The story was about Milo, how fiercely, fiercely determined he was. Everybody said it. The magazine writers and sports producers got neighbors and kindergarten teachers to say it: Noticed it right away, even as a little boy, how much, how badly Milo Robicheaux wanted to win, to be the best, how hard he worked, how he did not rest, how he trained and worked at it till he got it right.
Many versions had the tale of how little Milton Robicheaux Jr. had woken from a sound s
leep one night at the age of five and gone to his parents’ room to tell them he no longer wished to be called Milton. Thinking to indulge her son in what she thought was a passing whim, his mother had looked in a name book the next morning and said: How about Milo for a nickname? The book said that Milo was the name of an ancient Greek wrestler, a six-time Olympian. From that morning on, Milton Jr. determined to be Milo, and got it into his head to become an Olympian.
Every Milo story also included anecdotes of his escapades with his ski team guys. Milo could get laid in any town anywhere in Europe, said his teammate Rick VonDrehle. Milo would just be driving along and women would lift up their sweaters and show him their naked breasts. He was linked to a French actress named Clivia. I saw their picture in Paris Match. She had pouty French lips and dark brown hair that fell over one of her eyes and Milo’s arm around her shoulders. Underneath it said Clivia Nobili arrive au Maxim’s avec son fiancé champion du ski Milo Robicheaux. You didn’t need to speak French to understand that they were engaged.

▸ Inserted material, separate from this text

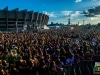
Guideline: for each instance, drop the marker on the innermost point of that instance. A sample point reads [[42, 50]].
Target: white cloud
[[51, 14], [66, 13], [78, 1], [77, 13], [93, 18], [71, 13]]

But then it turned out they weren’t. She wasn’t mentioned again. He was linked to this one and that one. It was all very vague, not many details, no interviews with former girlfriends, just that Robicheaux does not deny he is popular with the ladies.
Oh, there are lots of stories. The one about the U.S. assistant coach who had to resign because he joked that Milo ran on watermelon fuel and fried chicken grease. The one about the Austrian skier who painted the word niger on Milo’s race bib and got suspended from the circuit. And how the French named a race course after him—le cours Robicheaux. They loved his name, Robicheaux, and liked to pretend he was really French.
But here in the U.S. he was the biggest. He was an American success. He met the president, Ronald Reagan, and was held up as an example to youth and everybody else, that everything was okay here in America because a black man could be on the U.S. Ski Team and be a world champion and be invited to the White House and could shake the hand of the most important White Man in the world.